Reducing the Scanning Time in Near-Field Measurements with an Optimized Sampling and an Optimized Controller on Arduino Due

2018 
The aim of the paper is to address a relevant issue in the Near-Field (NF) measurements: the reduction of the measurement time. Generally speaking, for a given hardware, two main directions can be pursued. The first requires the adoption of an optimal field sampling strategy that reduces the number of sampling points, and the length of the scanning path, without impairing accuracy. The second strategy adopts an optimized control system able to exploit at the best the available hardware (scanning system and measurement instrument). Indeed, the latency of the instrument defines the maximum probe velocity during the field acquisition. Accordingly, unlike the conventional continuous scanning, an optimized controller can speed up the scanning by moving the probe along the measurement trajectory with a variable velocity, accelerating and decelerating between two consecutive sampling points, to increase the average speed.

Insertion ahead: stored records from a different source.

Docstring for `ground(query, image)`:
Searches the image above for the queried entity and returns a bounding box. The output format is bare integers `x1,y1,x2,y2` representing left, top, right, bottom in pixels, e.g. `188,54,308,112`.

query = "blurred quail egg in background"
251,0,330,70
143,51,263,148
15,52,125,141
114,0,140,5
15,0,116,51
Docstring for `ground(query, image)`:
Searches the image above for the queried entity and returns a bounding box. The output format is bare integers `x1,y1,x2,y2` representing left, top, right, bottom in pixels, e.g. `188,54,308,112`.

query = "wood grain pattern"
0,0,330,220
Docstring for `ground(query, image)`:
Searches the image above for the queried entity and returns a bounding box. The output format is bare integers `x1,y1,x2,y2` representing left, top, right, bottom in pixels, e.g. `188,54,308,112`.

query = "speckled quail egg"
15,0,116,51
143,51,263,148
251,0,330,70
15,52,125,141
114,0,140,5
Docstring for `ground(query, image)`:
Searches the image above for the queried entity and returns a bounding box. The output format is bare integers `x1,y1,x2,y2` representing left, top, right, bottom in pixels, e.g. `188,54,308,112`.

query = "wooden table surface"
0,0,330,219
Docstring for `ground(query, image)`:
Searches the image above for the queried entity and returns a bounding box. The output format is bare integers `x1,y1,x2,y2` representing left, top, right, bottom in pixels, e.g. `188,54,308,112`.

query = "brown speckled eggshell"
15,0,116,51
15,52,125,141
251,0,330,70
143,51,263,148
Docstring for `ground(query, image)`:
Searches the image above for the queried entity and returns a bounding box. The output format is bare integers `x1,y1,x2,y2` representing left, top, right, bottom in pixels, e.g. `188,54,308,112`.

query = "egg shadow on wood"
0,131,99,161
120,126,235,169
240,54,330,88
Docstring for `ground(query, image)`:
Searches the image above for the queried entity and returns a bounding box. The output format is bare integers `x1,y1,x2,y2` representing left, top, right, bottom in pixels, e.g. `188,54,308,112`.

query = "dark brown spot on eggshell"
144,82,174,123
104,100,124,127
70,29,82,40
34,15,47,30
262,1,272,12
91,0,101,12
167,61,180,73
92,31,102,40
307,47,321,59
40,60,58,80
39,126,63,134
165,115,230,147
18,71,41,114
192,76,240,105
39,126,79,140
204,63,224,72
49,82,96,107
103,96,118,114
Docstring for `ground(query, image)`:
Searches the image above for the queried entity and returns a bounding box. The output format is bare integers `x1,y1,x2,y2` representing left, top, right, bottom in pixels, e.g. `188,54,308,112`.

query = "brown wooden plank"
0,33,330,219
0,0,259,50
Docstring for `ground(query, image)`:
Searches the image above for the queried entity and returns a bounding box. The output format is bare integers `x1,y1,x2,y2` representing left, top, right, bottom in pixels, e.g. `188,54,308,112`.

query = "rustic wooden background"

However, the use of an optimized controller is fruitful only when the optimized sampling scheme allows large distances between two consecutive sampling locations, to increase as much as possible the maximum probe speed. In this paper, by suitably using both the above strategies, it is proposed a fast NF system, implemented on a microcontroller Arduino Due, an extremely cheap and off the shelf hardware, that is able to handle the scanner and realize the synergy between the optimized sampling and the optimized control strategy. The simulation and experimental results show a dramatic reduction of the measurement time (up to one order of magnitude) with a high tracking precision (also in accordance with the proposed methodology), and of the costs with respect to standard solutions.